Carbohydrates exhibit an inhibitory effect on ghrelin secretion while simultaneously stimulating the release of satiety hormones such as GLP-1 and GIP, which may contribute to reduced feelings of hunger.
Proteins have a strong impact on appetite regulation by suppressing ghrelin secretion and promoting the release of CCK, PYY, and GLP-1, hormones responsible for satiety.
Fats also play a significant role in appetite control, mainly through the stimulation of CCK, PYY, GLP-1, and GIP secretion, resulting in appetite suppression.
Dietary fiber, although not directly digested, can influence appetite regulation, for instance, by inhibiting ghrelin secretion; however, further research on its effect on other gut hormones appears warranted.

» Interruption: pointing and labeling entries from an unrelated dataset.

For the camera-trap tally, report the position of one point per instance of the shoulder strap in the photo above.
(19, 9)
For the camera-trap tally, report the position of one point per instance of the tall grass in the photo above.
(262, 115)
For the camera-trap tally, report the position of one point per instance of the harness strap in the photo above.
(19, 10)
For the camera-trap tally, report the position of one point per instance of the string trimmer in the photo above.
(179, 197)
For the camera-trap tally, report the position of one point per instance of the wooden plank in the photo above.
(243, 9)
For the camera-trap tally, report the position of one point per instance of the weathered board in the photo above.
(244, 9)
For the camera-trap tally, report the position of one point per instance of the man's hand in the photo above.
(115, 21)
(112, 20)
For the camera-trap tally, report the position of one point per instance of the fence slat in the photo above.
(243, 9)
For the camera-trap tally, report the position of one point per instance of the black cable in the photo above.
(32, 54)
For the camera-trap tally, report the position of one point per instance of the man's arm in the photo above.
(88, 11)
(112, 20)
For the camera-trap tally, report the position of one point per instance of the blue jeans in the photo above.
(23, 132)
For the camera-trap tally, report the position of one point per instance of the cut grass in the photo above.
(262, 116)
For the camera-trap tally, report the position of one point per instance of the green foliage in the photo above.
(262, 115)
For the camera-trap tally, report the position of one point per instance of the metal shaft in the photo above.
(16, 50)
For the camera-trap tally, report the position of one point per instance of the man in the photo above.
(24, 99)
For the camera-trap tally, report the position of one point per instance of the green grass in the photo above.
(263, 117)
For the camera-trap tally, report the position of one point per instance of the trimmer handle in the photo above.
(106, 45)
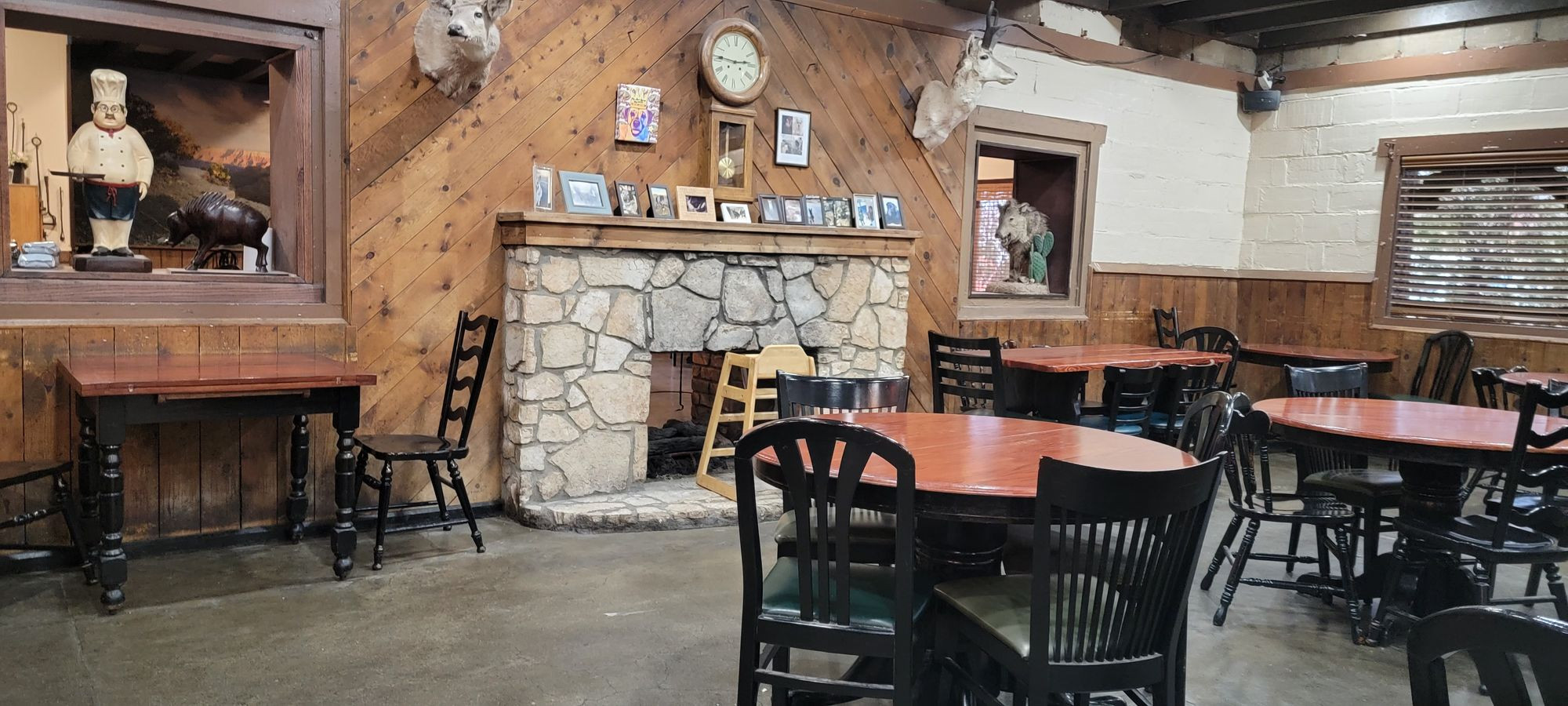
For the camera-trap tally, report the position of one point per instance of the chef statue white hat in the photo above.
(109, 87)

These findings may be practically applied by healthcare professionals, including dietitians and physicians, in the development of individualized nutritional strategies aimed at appetite regulation. By incorporating macronutrients known to modulate gastrointestinal hormone secretion—such as proteins, dietary fiber, and unsaturated fats—into dietary plans, it is possible to support the management and prevention of obesity and metabolic disorders, including type 2 diabetes.

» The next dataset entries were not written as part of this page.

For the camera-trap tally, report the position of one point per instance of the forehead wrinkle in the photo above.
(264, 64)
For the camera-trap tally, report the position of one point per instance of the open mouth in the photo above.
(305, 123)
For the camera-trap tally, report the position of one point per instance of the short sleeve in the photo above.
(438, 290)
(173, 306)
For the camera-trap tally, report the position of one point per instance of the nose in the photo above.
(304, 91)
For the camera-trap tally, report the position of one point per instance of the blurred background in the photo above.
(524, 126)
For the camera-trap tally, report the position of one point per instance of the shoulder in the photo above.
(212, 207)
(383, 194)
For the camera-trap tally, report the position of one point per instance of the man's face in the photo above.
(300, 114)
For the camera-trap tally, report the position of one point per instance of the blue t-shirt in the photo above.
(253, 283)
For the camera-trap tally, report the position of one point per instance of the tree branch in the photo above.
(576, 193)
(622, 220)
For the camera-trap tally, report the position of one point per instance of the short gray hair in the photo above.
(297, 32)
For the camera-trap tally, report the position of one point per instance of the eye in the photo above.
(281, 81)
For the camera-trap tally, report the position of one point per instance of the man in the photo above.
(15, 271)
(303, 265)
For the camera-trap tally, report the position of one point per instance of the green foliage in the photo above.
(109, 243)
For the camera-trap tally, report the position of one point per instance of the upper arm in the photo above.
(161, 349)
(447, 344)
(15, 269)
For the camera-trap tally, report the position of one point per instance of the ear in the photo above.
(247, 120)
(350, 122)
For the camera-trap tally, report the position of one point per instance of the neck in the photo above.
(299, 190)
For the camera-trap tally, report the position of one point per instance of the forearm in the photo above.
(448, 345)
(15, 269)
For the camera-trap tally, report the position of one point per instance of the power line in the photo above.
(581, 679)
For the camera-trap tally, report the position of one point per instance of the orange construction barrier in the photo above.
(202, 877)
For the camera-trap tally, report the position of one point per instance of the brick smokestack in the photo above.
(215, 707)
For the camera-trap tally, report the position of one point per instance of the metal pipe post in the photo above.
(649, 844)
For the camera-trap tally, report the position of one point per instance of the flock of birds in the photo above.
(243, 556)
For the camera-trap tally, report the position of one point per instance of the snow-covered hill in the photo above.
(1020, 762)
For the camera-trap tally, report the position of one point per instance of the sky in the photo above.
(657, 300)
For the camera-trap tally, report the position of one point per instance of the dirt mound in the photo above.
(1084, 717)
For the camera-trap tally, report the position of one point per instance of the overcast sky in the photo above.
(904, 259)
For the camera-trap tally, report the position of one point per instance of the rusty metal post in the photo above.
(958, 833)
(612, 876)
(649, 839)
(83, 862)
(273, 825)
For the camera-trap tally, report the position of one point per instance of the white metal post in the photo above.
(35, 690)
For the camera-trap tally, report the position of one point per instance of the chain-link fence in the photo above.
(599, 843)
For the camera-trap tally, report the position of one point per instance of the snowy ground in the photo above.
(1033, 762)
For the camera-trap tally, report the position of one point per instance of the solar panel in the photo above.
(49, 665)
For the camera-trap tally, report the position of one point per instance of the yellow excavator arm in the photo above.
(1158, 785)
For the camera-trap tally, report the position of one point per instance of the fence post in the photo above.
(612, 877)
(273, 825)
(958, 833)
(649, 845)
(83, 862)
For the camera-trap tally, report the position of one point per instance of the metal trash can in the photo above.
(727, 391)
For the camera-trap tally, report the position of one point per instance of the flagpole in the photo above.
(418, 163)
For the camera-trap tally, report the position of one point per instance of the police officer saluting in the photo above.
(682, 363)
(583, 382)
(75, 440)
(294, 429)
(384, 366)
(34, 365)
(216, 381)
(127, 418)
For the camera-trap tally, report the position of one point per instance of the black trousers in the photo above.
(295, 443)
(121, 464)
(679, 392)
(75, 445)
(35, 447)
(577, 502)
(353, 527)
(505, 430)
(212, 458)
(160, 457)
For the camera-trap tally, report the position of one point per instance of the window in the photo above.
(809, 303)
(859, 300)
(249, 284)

The growing understanding of the gut microbiota’s role in modulating gastrointestinal hormone secretion offers promising opportunities for the development of microbiota-targeted interventions—such as the use of prebiotics, probiotics, or dietary modifications—to support appetite regulation and metabolic health. Additionally, the recognition of physical activity as a modulator of hunger and satiety hormones highlights its potential as a complementary strategy in the prevention and treatment of overweight and obesity. However, given that the hormonal response to exercise varies depending on factors such as exercise type, intensity, duration, and individual characteristics (e.g., body mass, sex, and nutritional status), personalized approaches are essential to maximize its effectiveness.

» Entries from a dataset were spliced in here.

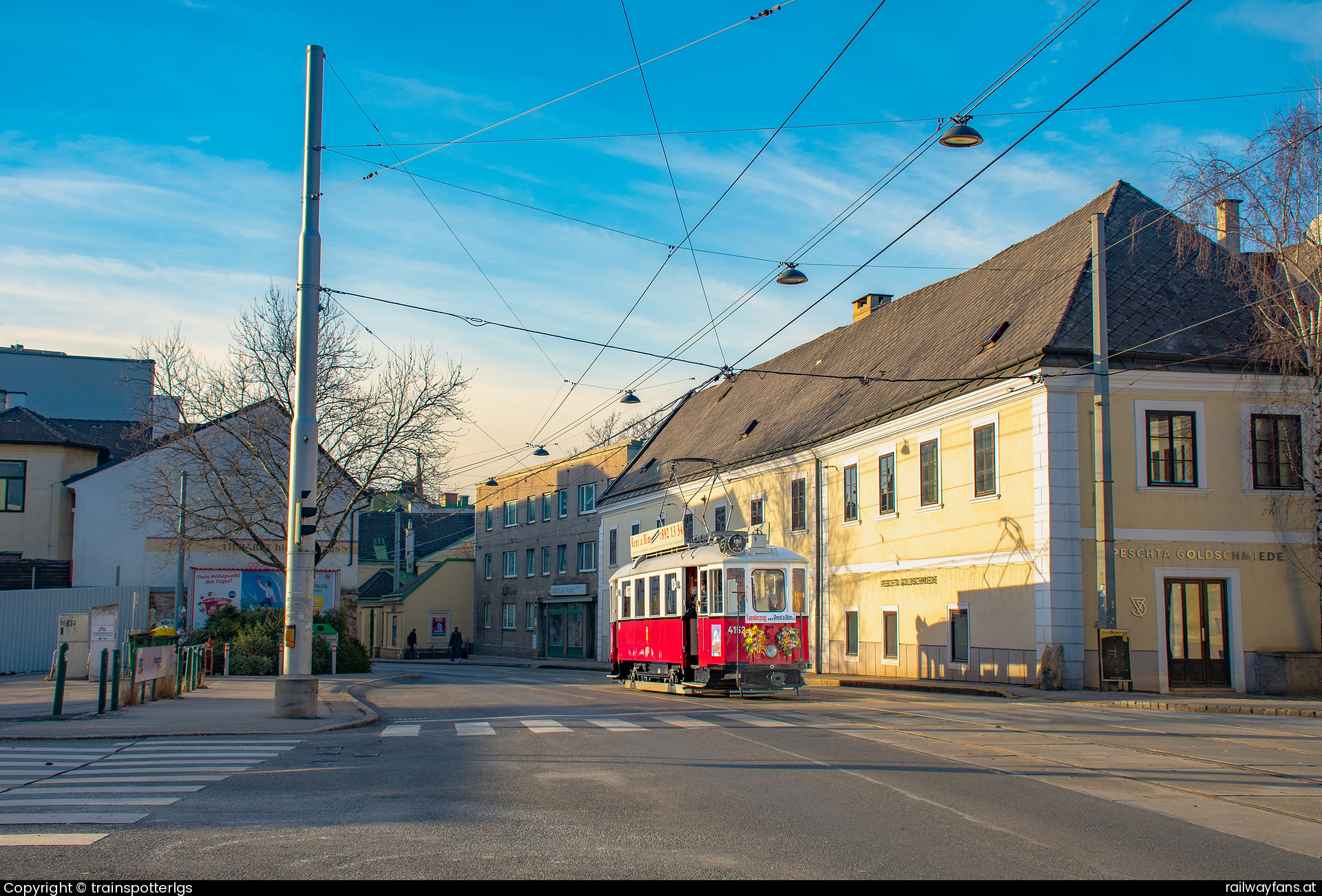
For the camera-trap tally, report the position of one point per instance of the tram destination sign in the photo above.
(658, 540)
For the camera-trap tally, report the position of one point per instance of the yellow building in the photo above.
(434, 603)
(935, 463)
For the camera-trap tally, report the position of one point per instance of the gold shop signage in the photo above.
(1243, 553)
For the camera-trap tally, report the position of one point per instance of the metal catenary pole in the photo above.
(1106, 524)
(179, 568)
(299, 699)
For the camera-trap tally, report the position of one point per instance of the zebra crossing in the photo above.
(112, 785)
(638, 722)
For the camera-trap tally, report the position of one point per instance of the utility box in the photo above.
(74, 630)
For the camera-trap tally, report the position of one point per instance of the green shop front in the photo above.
(567, 626)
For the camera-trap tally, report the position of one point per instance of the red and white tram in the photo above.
(722, 616)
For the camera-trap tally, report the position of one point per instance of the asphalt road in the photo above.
(490, 772)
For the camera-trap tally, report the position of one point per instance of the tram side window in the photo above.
(735, 587)
(768, 591)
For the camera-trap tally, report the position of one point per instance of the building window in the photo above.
(886, 484)
(928, 473)
(1171, 448)
(850, 480)
(1277, 451)
(958, 634)
(984, 460)
(587, 557)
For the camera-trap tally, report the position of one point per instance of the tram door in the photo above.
(1197, 633)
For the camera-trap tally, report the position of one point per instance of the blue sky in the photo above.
(149, 167)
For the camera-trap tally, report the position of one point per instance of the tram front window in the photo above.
(768, 591)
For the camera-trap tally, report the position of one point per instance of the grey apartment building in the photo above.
(540, 554)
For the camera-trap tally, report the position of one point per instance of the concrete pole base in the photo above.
(297, 696)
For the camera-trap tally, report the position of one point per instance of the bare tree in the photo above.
(379, 426)
(1277, 180)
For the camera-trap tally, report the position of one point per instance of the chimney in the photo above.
(1227, 226)
(865, 306)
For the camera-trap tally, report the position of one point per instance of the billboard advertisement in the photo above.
(254, 588)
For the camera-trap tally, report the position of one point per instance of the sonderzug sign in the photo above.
(658, 540)
(1243, 554)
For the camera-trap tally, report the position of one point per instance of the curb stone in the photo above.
(370, 718)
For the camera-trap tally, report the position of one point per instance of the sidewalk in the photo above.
(228, 706)
(1191, 702)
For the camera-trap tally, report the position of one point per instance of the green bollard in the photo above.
(60, 682)
(114, 683)
(101, 687)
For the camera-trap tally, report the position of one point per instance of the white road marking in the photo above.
(86, 801)
(545, 726)
(615, 725)
(762, 722)
(401, 731)
(685, 722)
(73, 818)
(50, 840)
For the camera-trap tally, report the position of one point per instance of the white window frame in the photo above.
(1247, 413)
(949, 634)
(881, 452)
(859, 487)
(859, 615)
(941, 478)
(583, 491)
(977, 423)
(882, 657)
(1141, 409)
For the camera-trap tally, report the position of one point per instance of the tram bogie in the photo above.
(721, 616)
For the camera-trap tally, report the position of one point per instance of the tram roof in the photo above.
(705, 555)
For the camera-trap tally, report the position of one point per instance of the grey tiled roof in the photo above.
(931, 336)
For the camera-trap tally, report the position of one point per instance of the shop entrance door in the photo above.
(1197, 633)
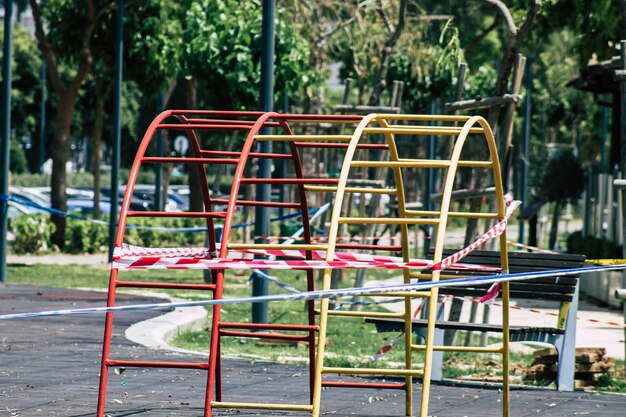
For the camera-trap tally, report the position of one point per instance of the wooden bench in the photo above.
(561, 290)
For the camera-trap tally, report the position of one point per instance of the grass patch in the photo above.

It is important to highlight that the secretion patterns of gastrointestinal hormones are not uniform across populations with different body mass indices. Individuals with overweight or obesity often exhibit altered fasting and postprandial levels of hormones such as ghrelin, GLP-1, and PYY compared with normal-weight individuals. Therefore, body weight status should be considered a significant factor influencing hormone dynamics and the effectiveness of dietary or lifestyle interventions targeting appetite regulation.
Beyond their physiological significance, these findings may hold important translational potential. A more refined understanding of how dietary components, physical activity, and the gut microbiota influence gut hormone release may guide the development of personalized nutrition strategies for obesity prevention and treatment. Additionally, these conclusions can inform the design of future clinical trials targeting the gut–brain axis, using dietary, microbial, or behavioral interventions to modulate appetite and metabolic function in a way tailored to the patient’s needs.
Future research should aim to better define how gastrointestinal hormone secretion is modulated in specific populations, particularly comparing individuals with obesity with those with normal body weight. Additionally, the synergistic effects of diet composition and physical activity on enteroendocrine responses remain underexplored and warrant further investigation in both short- and long-term interventions. There is also growing interest in identifying specific microbial strains or microbial-derived metabolites (e.g., SCFAs) that may serve as therapeutic targets for modulating hormone secretion. Interventional human studies will be essential to validate these mechanisms and support personalized strategies for appetite regulation and obesity prevention.